When two people who don’t know each other find themselves alone in an elevator, they invariably stand as far away from each other as possible. They certainly don’t face one another, and it’s unlikely they make eye contact or speak. If the elevator is crowded, people stare at the ceiling, at the ground, or at the floor selection buttons – doing everything they can to avoid interacting.
University of Chicago Professor Dario Maestripieri believes this behavior is an instinctive response to a perceived dangerous social situation. Professor Maestripieri, who studies the biology of social behavior of human and nonhuman primates, claims the way the mind responds to danger hasn’t changed in millions of years. In a Wired article, he writes:
Much of people’s behavior in elevators is not the result of rational thinking. The threat of aggression is not real, yet our mind responds as if it is, and produces behaviors meant to protect ourselves.
Maestripieri’s research studies behavior in rhesus macaques, primates which are evolutionarily distant from humans. If two macaque monkeys are trapped together in a small cage, they act a lot like humans in an elevator.

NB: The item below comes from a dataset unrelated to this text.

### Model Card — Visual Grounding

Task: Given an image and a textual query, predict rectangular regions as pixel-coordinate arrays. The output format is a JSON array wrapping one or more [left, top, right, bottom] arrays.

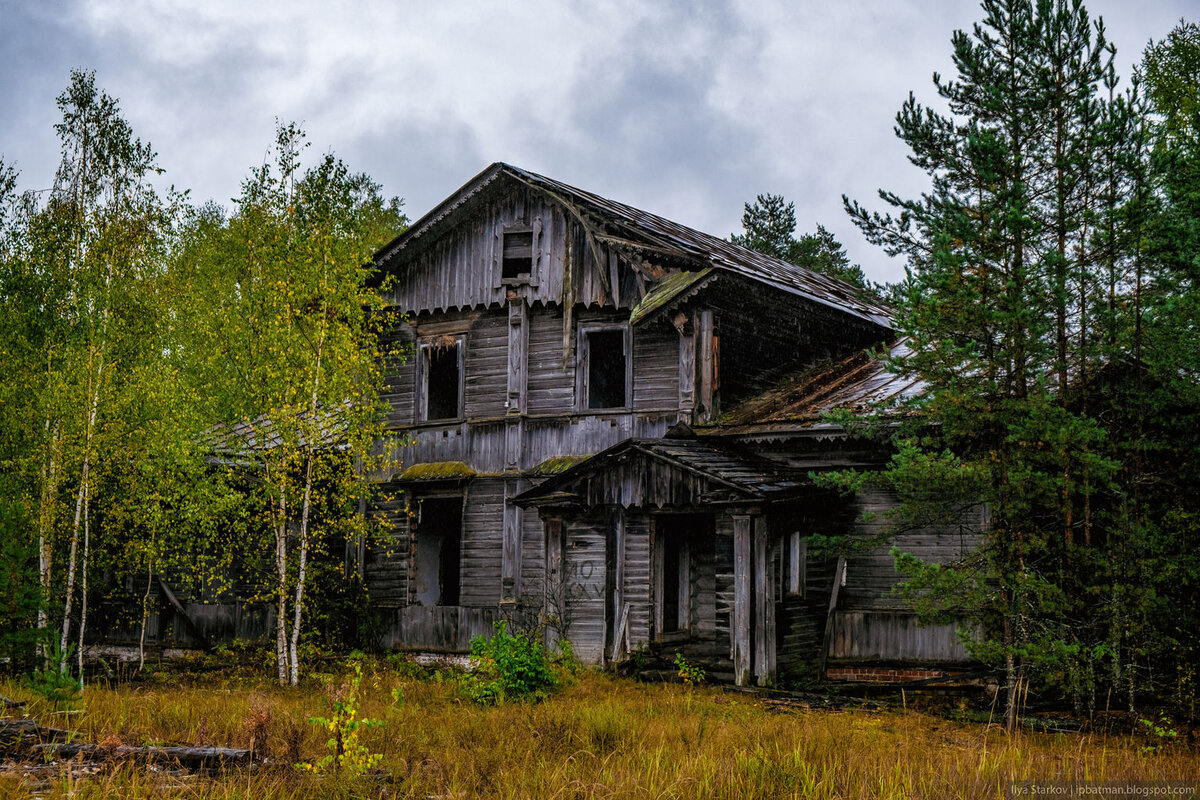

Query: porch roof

They avoid eye contact, instead staring at some imaginary point outside the cage. The monkeys sit still in separate corners, so as not to accidentally bump into each other. Both behaviors help reduce the likelihood of a perceived threat.
Despite these precautions, without a stress release, tension between the two monkeys will increase and eventually one of them will lose their temper. To avoid this eventuality, macaques bare their teeth – “the evolutionary precursor of the human smile.” Smiling often precedes mutual grooming which in turn eliminates the likelihood of aggression.
Maestripieri can be controversial but his conclusions seem sound. If you find yourself alone with a stranger in an elevator, don’t stare at the floor. Instead eliminate the tension by smiling. Just don’t start grooming them too – behavior is already odd enough in elevators.